Alicia is a 32-year-old marketing executive who lives in Forest Hill. She describes herself as “a jeans, t-shirt, blazer, and messy, next-day hair kind of girl.” Her personality is “ridiculously fun” and “disgustingly optimistic” (“I’ve been called ‘infuriatingly joyous’“)—and she enjoys having dinner with friends, followed by a game of Balderdash, or throwing the occasional kitchen party. She met Marc through friends.
A while back, when I was happily single but looking to meet new people, two friends of mine decided to set me up with a friend-of-a-friend of theirs. I saw a photo of Marc: It was blurry, but he looked cute and clean-cut. I was wary as all get-out, but I took the Jim-Carrey-in–Yes Man approach to life and agreed to let them give him my email address.
I received a clever email from him, and we went back and forth about books, movies, and politics. He was intelligent, and his emails were well-written. It was thrilling. We made plans to get drinks one Friday after work. I attempted a pre-date Google stalk, but nothing turned up. I decided he would look like Ben Affleck and all would be well.

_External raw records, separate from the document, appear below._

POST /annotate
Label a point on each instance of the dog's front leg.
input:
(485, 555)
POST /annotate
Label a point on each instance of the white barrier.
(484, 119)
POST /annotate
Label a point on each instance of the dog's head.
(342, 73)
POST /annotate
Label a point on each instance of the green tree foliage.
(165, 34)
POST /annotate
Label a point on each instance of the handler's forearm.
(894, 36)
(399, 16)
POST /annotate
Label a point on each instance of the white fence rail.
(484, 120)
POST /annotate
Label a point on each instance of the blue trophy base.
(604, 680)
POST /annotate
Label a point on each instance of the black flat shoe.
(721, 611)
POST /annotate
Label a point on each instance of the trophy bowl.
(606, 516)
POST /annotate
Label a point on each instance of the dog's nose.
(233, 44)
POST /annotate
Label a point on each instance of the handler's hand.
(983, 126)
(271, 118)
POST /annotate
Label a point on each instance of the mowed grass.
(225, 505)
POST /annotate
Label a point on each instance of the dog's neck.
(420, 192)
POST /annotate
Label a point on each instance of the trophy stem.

I sat at the bar drinking while I waited for Marc to arrive. He was late, but I decided to give him the benefit of the doubt. When he walked in, I wanted to pretend I wasn’t me. He looked haggard. He had shaggy blonde hair and a huge beard, and he smelled like a teenage boy’s bedroom—one with a two-week-old pile of dirty laundry in the corner. He did not look like Ben Affleck.
I wished I were a worse person, one who could walk calmly to the exit, while pretending to be on the phone. But, no, my mom raised me to be nice. (Thanks, Mom.) Instead, I came up with an escape plan. I told him that my friend had an emergency, and that I couldn’t stay very long. I guess I’m not that nice.
“Yeah, um, sorry I’m late,” he said, not even meeting my eyes, which was weird. We chatted about mundane shit. There was no trace of the guy from the emails. As I sent wine down my gullet as fast as possible, I realized he still wasn’t looking me in the eye. It made me furious.
“Are you wondering why I won’t look at you?” he asked, suddenly.
“Yes!” I blurted.
Marc told me that he had social anxiety—and a really bad skin condition. I wanted to tell him that those things were no big deal, and had nothing to do with why I was desperate to bail, when he interjected with, “So, you won’t sleep with me?”
For some reason, I replied, “Yes. Sorry about that.” Why was I apologizing? And how had I wronged the universe? We sat there for a few minutes, then I said I should go and help my friend. I high-fived him to avoid a hug, and he asked—again—whether this meant I wouldn’t have sex with him. I just said, “Okay, bye!” and walked away. I practically leapt into a cab and called my friends to yell at them.